New York Times Washington Editor Asks, Why Won't The Democrats Be More Racist?

In defeat, American liberals and the left are currently engaged in two arguments, which really amount to one argument: Whose fault is it that Hillary Clinton lost, and what should the Democratic Party do to defeat Donald Trump and down-ballot Republicans the next time around?

The first step in answering that second question is choosing the next person to run the Democratic National Committee. The DNC is currently headed up by Donna Brazile, who has been leading it in an interim position after the forced resignation of Debbie Wasserman Schultz. Yesterday, a DNC meeting held by Brazile apparently became so contentious that a staffer only identified as “Zach” was reportedly booed as he openly questioned whether anyone at the top of the organization should be trusted going forward.

So far, two candidates have expressed interest in taking over the DNC. One is the former Vermont governor and onetime doomed populist presidential candidate Howard Dean, of the Dean Scream. He was chair of the DNC once before, from 2005-2009, when the Democrats were able to crawl out of the muck of the Bush years thanks to the fortuitous emergence of a miraculous politician named Barack Obama.

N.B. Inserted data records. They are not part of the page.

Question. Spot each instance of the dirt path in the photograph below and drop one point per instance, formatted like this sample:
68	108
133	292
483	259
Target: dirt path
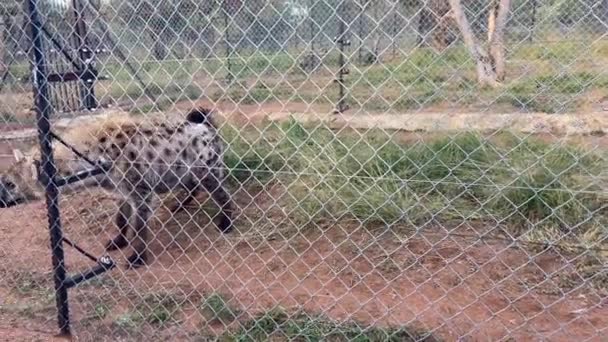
455	287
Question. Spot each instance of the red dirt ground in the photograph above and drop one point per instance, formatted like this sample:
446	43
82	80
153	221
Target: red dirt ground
454	285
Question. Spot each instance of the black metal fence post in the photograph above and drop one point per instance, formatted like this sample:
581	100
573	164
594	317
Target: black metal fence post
86	55
47	176
343	43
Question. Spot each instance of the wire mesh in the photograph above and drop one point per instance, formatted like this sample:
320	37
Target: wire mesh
378	170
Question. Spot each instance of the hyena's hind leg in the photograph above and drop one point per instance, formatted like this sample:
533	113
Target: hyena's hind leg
222	200
125	211
143	210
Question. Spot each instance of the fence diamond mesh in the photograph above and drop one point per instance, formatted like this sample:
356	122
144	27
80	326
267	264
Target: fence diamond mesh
284	170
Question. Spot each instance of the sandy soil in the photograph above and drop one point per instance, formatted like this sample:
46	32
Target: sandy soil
456	286
450	283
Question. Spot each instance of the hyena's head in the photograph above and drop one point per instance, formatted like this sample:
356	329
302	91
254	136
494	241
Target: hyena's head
19	184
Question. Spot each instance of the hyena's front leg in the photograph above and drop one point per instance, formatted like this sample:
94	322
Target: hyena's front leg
122	223
143	211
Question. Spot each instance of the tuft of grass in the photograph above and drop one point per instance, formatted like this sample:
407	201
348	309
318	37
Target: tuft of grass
216	308
278	325
528	186
156	309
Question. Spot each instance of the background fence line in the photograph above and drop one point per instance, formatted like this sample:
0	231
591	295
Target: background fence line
454	224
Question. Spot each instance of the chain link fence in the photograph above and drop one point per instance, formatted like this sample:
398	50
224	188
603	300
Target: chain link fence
415	170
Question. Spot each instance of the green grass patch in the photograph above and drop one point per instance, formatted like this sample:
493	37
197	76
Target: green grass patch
545	191
156	309
277	325
216	308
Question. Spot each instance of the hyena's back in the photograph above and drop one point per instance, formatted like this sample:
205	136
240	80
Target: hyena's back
160	155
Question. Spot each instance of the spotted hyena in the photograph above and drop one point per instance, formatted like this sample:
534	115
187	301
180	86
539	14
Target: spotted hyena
147	158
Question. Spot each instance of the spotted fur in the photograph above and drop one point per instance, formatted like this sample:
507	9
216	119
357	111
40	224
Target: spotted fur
146	158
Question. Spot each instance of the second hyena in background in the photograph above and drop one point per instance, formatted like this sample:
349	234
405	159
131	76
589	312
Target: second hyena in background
147	157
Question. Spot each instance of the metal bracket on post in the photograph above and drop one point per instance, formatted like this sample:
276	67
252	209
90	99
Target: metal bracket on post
47	176
43	111
343	43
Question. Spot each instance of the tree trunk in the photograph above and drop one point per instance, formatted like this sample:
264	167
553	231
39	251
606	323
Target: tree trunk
498	16
486	74
532	22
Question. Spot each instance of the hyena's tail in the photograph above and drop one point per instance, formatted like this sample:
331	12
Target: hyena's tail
199	115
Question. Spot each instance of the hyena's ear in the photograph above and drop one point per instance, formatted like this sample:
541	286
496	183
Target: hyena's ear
19	156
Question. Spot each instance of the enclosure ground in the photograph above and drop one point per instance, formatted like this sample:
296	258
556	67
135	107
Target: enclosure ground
448	283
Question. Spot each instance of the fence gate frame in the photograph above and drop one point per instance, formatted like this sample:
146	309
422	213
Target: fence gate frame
48	177
74	63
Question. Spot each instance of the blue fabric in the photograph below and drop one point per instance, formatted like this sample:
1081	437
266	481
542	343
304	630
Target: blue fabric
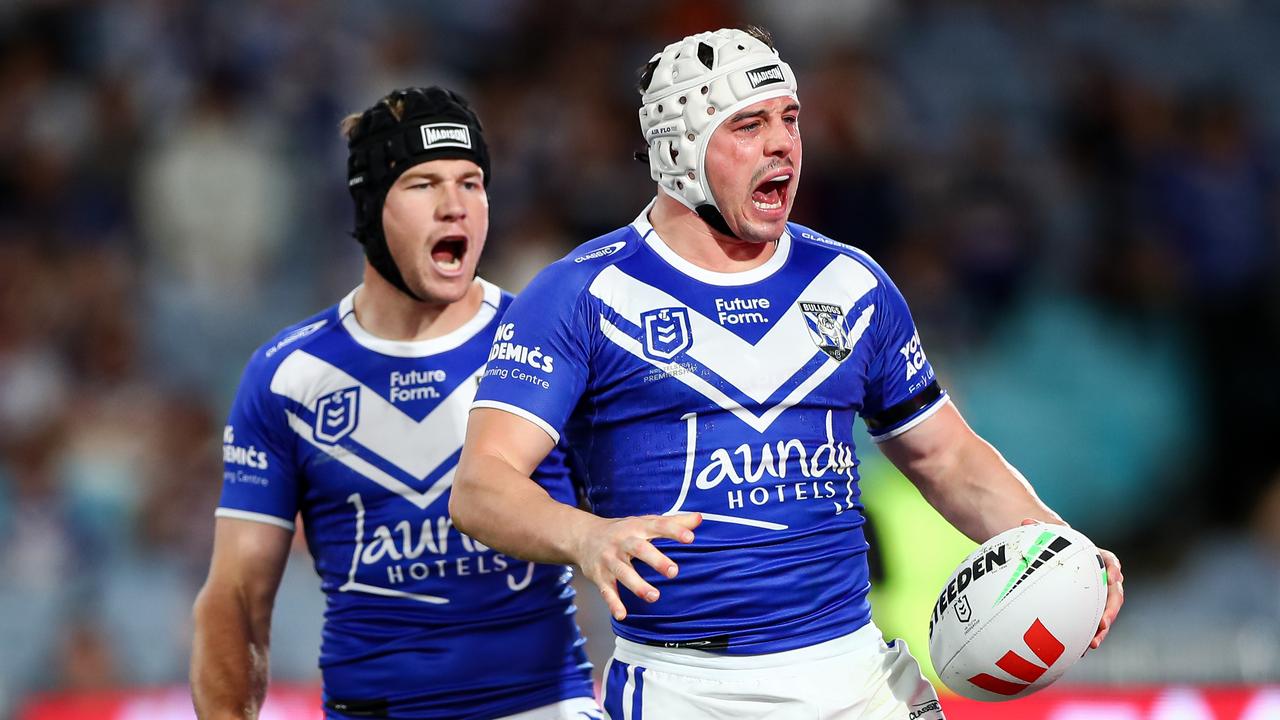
364	445
732	400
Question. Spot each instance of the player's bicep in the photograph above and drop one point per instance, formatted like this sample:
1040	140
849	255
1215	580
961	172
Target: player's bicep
928	441
507	437
248	559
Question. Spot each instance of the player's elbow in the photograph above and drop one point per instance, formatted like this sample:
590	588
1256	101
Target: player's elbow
464	505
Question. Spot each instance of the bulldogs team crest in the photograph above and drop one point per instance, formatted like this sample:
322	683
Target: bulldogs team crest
666	333
337	415
827	328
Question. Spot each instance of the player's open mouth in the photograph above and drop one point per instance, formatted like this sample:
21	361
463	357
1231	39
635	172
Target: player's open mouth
772	194
448	253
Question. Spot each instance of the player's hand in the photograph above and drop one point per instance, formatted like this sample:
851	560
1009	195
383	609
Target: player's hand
1115	592
606	551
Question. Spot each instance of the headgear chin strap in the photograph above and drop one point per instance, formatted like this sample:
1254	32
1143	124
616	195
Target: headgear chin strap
435	124
688	91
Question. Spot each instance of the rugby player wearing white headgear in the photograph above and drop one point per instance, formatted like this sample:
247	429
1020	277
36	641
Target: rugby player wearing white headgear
707	363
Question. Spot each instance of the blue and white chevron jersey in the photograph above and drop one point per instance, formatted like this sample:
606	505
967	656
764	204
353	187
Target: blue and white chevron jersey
361	436
732	395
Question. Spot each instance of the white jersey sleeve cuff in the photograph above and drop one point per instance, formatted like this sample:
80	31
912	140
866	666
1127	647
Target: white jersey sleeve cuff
254	516
520	413
919	418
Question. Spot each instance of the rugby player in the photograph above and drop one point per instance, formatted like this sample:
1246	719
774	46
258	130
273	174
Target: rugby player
707	363
355	419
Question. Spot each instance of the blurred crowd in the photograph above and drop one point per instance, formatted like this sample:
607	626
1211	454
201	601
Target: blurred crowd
1079	201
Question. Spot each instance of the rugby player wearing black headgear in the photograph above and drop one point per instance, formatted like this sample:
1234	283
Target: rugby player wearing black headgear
353	419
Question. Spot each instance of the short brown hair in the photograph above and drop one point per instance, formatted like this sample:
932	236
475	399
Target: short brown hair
393	103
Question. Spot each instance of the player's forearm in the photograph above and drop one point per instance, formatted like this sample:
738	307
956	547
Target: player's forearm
228	657
497	505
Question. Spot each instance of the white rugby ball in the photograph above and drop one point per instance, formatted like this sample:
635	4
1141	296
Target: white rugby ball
1018	613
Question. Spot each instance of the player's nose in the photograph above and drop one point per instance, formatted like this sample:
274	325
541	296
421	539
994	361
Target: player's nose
451	205
778	140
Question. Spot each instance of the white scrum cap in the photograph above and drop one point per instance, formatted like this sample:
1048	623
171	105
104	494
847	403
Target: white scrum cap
693	86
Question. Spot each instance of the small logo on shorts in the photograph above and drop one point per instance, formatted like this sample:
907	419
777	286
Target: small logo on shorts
919	710
446	135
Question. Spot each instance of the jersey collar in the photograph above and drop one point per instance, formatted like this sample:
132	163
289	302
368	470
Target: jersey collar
711	277
420	347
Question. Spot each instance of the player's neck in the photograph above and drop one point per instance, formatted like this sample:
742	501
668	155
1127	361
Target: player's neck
695	241
387	313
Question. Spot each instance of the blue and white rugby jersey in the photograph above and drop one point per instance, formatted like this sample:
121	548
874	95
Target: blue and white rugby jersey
361	436
732	395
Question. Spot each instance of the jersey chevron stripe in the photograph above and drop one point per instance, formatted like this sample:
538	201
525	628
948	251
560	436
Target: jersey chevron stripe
759	423
415	446
760	369
423	500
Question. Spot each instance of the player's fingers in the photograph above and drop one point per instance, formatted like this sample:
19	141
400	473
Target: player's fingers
1112	564
630	579
676	527
609	593
645	552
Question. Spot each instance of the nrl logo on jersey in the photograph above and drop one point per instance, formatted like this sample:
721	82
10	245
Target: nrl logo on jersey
827	328
337	415
666	333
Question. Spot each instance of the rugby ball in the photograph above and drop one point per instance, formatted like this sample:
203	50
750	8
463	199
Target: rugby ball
1018	613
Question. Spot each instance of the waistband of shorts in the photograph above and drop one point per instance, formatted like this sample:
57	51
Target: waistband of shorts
863	641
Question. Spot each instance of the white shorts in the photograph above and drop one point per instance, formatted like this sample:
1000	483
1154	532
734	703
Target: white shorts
572	709
856	677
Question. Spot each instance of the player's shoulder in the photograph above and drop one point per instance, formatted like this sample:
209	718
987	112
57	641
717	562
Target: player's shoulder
300	335
574	273
813	241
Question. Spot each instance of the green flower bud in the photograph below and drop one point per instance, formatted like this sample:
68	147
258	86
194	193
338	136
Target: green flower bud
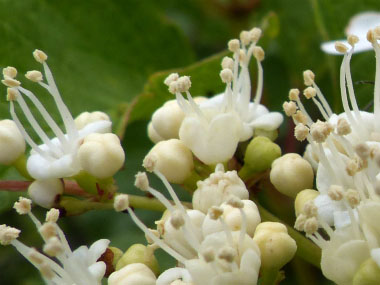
259	156
139	253
367	274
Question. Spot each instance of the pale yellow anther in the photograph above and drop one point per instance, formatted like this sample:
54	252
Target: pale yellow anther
341	47
301	132
226	75
290	108
352	197
23	206
39	56
48	230
12	94
308	77
52	215
258	53
343	127
245	37
215	212
362	150
335	192
299	225
121	202
8	234
34	75
208	255
310	92
10	82
255	34
53	247
311	225
294	94
352	40
10	72
177	220
141	181
171	78
227	253
227	62
184	83
300	117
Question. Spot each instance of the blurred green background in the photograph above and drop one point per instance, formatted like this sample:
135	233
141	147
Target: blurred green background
112	56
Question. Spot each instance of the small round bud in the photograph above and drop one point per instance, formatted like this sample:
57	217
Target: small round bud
138	253
234	45
308	77
276	246
260	154
310	92
291	173
12	143
10	72
133	274
87	118
121	202
258	53
101	155
173	159
34	75
302	198
294	94
290	108
45	192
39	56
227	62
341	47
23	206
352	40
226	75
301	132
171	78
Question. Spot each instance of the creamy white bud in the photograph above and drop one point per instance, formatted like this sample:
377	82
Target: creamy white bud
44	192
12	143
101	155
87	118
173	159
276	246
291	173
133	274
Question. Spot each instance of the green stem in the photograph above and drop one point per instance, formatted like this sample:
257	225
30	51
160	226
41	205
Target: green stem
306	249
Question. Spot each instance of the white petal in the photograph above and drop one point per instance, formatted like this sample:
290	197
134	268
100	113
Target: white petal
269	122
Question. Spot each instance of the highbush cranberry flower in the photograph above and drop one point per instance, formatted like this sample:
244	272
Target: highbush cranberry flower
57	157
73	267
213	128
359	26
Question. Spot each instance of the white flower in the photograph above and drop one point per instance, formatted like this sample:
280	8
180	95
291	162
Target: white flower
359	26
80	266
57	157
213	129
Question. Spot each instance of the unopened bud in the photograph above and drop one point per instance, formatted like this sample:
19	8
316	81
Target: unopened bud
291	173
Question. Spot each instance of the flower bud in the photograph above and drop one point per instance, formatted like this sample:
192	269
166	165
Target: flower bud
139	253
302	198
276	246
44	192
291	173
259	155
368	273
133	274
12	143
86	118
173	159
101	155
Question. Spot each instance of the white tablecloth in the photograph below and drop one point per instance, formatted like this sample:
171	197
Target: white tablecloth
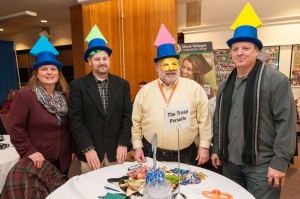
8	158
91	185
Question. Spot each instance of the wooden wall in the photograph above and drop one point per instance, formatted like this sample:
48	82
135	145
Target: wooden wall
142	20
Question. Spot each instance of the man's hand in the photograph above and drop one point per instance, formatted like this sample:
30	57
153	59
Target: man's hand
121	154
92	159
276	178
202	156
215	160
139	155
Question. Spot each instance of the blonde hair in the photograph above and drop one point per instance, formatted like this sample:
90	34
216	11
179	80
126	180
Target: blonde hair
61	85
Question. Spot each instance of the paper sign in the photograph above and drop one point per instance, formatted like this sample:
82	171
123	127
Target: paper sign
177	117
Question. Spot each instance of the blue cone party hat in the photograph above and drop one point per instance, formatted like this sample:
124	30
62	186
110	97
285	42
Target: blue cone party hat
245	27
96	42
45	54
165	44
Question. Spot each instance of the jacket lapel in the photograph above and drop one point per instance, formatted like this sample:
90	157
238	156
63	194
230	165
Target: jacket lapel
93	92
114	91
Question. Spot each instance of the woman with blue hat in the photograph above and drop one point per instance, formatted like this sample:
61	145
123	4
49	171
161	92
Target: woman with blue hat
39	126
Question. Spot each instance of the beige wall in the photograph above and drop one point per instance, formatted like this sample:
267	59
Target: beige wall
281	26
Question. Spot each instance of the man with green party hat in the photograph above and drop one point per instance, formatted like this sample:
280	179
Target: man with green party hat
100	109
170	90
254	125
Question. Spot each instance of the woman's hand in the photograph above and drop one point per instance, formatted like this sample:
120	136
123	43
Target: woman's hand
74	158
38	159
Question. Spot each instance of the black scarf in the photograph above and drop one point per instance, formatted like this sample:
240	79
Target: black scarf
249	114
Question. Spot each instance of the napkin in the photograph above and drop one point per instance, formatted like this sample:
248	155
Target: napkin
113	196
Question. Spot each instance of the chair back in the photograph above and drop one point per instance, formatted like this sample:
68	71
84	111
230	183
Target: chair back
4	115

The other person hoping to lead the DNC through Trump’s first term is Representative Keith Ellison of Minnesota, who also runs the Congressional Progressive Caucus. You may have seen Ellison’s face in a clip that was well circulated after election night, during which, in July 2015, he warned Democrats to not underestimate the growing appeal of Donald Trump. George Stephanopoulos and another talking head then laughed directly in his face.

Ellison, a popular and well-regarded politician from a state that stayed narrowly blue in a region that flipped to red, might seem like a reasonable choice to help refocus the Democrats. But Jonathan Weisman, no less than the deputy editor of the New York Times’ Washington bureau, sees things differently:

Weisman, who quit Twitter at one point during the campaign after being subjected to a flood of anti-Semitic abuse, thinks that the answer to Trumpism is to build an opposition that accommodates the concerns of racists and anti-Semites. This is the cringing reflex of people who consider themselves guilty of membership in the coastal elite—give the people who voted against you what they want, so they might vote for you next time.

Keith Ellison is a populist supported by Bernie Sanders. He represents Minnesota, which is not technically the Rust Belt but is close enough that Ellison took seriously Trump’s rise a full 20 months before the election. But he’s black, and Muslim, and therefore the deputy editor of the Washington bureau of the Times knows that it would be foolish to pick him.

Thankfully, the Democratic establishment, of all things, may be rejecting this sort of racist pacification of racists. According to various reports, Chuck Schumer—an establishment-friendly, Wall Street-backed Democrat who might have been Senate majority leader under Hillary Clinton but who is now instead in charge of organizing the small blue firewall left on Capitol Hill—backs Ellison’s candidacy.

That is to say that the party establishment is reaching left to atone for its sins. Will the same be said of the media?